Can major market tops and bottoms be identified with accuracy? Yes, they can! And I will present data that will argue that identifying “major” market bottoms is easier than any other change in market direction. Market tops can also be identified but it’s a bit more difficult than bottoms.
No one can guarantee an “exact top or bottom” but this data will pinpoint an overall change in trend. There’s plenty of time to get out of the market before a devastating fall and even more time to jump on a new up-trend after a bottom.
To support my findings, I will use extensive New High and New Low (NH-NL) data extracted from the NYSE in 2008 and 2009. This data phenomenon is not exclusive to the market bottom of 2009 as studies will show the exact, yes exact, same results can be extracted from every other major market bottom stretching back as far as the NH-NL data is available.
New High – New Low data is historically the most accurate indicator for identifying a major change in trend by highlighting extreme readings and the change in underlying market breadth.
The images contained in this article will identify the following data points:
- NYSE New Highs: The number of stocks making New Highs on a specific date
- NYSE New Lows: The number of stocks making New Lows on a specific date
- New High –New Low Differential: This is simply the number of stocks making new highs minus the number of stocks making new lows.
- NH-NL 10d Diff: This is a simple 10-day moving average representing the number of stocks making new highs minus the number of stocks making new lows.
- NH-NL 30d Diff: This is a simple 30-day moving average representing the number of stocks making new highs minus the number of stocks making new lows.
- NH-NL % Ratio: To calculate the percentage correctly, use this formula: (New Highs – New Lows) / (New Highs + New Lows) * 100 = X%
- NH-NL % Ratio 10d Ave: This is a simple 10-day moving average representing the percentages listed in the column terms #6 in this list
I follow the progress of stocks making new highs and new lows on the NASDAQ and NYSE and pay specific attention to turning points in the differentials and ratios. I am particularly interested in the extreme highs and lows of the readings, especially after a long trend, as they start to drop hints of an impending change of trend (positive to negative and negative to positive).
The image below shows that New Lows had dominated the market for nearly 18 months when extreme readings started to appear in October 2008. In fact, the readings in October 2008 were the most extreme that my NYSE NH-NL data contains which goes back to the early 1980’s.
As the second image shows, the daily New Low readings were well above 1,000 with a peak of 2,901 on Friday, October 10, 2008. The market was screaming exhaustion as the selling pressure of the past 18 months was hitting its max. All other readings were in extreme territory including the basic NH-NL differential, the 10d & 30d differentials and the % ratio. The extreme readings continued through the end of November 2008 when they final subsided in December but remained negative.

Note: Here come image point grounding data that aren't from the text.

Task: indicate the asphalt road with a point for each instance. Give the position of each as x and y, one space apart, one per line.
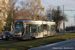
64 45
63 32
3 41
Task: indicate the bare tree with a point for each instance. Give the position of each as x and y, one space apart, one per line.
29 9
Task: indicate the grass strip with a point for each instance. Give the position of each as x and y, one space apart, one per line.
24 45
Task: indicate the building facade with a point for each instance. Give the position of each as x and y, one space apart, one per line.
4 9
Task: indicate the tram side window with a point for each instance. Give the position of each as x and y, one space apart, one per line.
45 27
48 27
34 28
53 28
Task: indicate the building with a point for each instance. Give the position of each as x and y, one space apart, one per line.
4 9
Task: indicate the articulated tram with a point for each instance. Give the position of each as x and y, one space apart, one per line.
28 29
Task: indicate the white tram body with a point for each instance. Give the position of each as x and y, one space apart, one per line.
27 29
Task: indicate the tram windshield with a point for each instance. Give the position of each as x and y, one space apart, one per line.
18 27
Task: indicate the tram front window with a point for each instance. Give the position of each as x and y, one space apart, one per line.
18 28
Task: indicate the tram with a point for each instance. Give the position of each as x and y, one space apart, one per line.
28 29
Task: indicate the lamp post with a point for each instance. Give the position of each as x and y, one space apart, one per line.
63 22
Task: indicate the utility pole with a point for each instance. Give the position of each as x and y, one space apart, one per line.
63 22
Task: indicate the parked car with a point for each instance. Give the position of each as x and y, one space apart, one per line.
6 35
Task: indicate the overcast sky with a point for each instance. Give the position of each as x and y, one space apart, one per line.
68 5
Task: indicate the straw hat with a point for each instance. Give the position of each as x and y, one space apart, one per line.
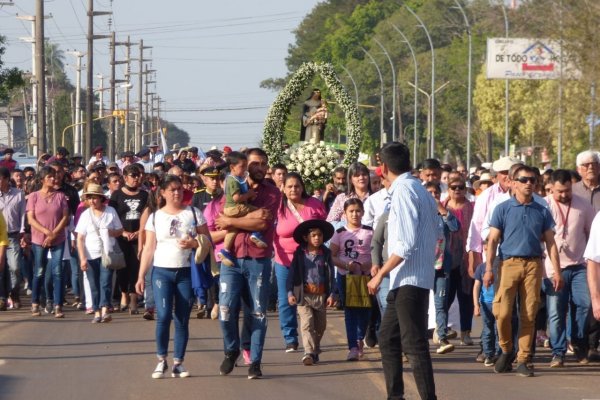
94 189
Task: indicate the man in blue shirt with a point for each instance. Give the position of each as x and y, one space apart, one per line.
412 236
518 225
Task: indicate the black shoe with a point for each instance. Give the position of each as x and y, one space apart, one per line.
229 362
503 363
254 371
524 370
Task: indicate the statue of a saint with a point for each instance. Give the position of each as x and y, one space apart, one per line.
314 118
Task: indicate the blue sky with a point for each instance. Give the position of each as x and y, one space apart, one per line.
208 55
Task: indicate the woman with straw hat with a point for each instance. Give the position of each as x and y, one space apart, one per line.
96 229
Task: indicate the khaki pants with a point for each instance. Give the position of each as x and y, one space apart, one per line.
522 276
237 211
313 321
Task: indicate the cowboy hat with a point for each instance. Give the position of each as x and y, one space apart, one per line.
303 229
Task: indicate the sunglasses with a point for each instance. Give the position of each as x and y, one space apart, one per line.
527 179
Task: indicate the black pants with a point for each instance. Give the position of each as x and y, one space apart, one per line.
404 329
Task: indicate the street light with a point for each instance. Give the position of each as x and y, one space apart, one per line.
432 106
429 102
506 85
469 84
393 88
412 52
382 132
353 82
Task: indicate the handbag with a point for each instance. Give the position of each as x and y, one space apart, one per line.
357 293
114 259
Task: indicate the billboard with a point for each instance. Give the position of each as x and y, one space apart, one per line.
509 58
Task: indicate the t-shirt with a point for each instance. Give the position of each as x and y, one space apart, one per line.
354 245
129 208
233 185
284 242
314 273
522 227
169 228
85 226
48 212
486 295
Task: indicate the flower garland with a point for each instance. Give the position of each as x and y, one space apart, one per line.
313 161
281 107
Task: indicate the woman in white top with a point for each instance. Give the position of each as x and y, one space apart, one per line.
170 233
96 229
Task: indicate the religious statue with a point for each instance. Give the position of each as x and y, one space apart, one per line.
314 118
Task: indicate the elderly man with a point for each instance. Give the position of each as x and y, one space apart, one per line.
573 216
588 166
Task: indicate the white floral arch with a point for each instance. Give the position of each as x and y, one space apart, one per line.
281 107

Heading into early 2009, “blood was running in the streets” as Baron Rothschild once declared and most investors had been knocked to their knees while two of the most prestigious investment banking firms in America disappeared. The greatest value investors of all time state that the best time to buy is when this type of extreme environment occurs. The problem with that statement is that it’s based purely on fundamentals and I just can’t blindly jump-in and grab shares without some form of technical guidance. Think about that for a second, blood had been running in the street for the duration of 2008 so I suspect that many value investors were buying and saw more pain before the market decided to turn. Buyers in early to mid 2008 had to endure quite a ride before the market turned up in the spring of 2009. I prefer to catch a trend on the up-swing, not the bottom; besides, pinpointing the exact bottom is virtually impossible.
Bernard Baruch was quoted as saying: “Don’t try to buy at the bottom and sell at the top. This can’t be done–except by liars.”

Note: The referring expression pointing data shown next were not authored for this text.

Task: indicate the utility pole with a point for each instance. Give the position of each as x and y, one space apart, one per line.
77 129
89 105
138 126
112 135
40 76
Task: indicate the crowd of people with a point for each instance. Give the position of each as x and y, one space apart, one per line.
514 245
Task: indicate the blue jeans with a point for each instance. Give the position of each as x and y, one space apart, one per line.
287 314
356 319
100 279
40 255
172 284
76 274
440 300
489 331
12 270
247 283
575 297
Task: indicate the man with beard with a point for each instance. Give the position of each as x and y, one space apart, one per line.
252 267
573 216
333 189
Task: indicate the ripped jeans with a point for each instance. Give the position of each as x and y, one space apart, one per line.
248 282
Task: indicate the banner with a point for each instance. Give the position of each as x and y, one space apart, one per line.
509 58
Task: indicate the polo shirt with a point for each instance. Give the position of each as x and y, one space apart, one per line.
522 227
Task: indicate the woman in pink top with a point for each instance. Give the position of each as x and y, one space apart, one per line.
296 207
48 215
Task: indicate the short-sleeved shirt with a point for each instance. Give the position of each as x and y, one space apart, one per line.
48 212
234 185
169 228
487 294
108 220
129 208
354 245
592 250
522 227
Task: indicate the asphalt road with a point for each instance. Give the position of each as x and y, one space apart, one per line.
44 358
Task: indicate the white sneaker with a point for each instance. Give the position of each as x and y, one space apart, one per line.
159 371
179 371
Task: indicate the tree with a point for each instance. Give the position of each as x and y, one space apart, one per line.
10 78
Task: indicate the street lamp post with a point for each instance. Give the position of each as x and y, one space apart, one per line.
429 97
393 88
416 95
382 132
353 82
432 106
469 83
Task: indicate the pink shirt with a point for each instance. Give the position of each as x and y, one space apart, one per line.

January 2009 was much like December 2008 as the market remained negative. Then in February 2009, the market dropped again as the NH-NL readings started to head back towards more extreme levels. However, they didn’t reach the levels of October 2008 so this signified a “higher low” for the readings, a second clue that the market may be looking to reverse direction.
March 2009 was the turning point. The extreme readings subsided (light red and dark red readings on my graphics) and the FIRST positive reading was registered since May 2008 (represented by “blue figures” on my graphics). On March 26, 2008, the NYSE logged a reading of 10 New Highs and 0 New lows, the first time a “0” New Low reading was logged since February 27, 2004. By contrast, the NYSE logged 11 additional days with “0” New Lows in 2009 and 20 days with “1” New Low for that same year. The year 2008 had one day with “1” New Low and the years 2005, 2006 and 2007 had zero days with “1” New Low. Amazing stats!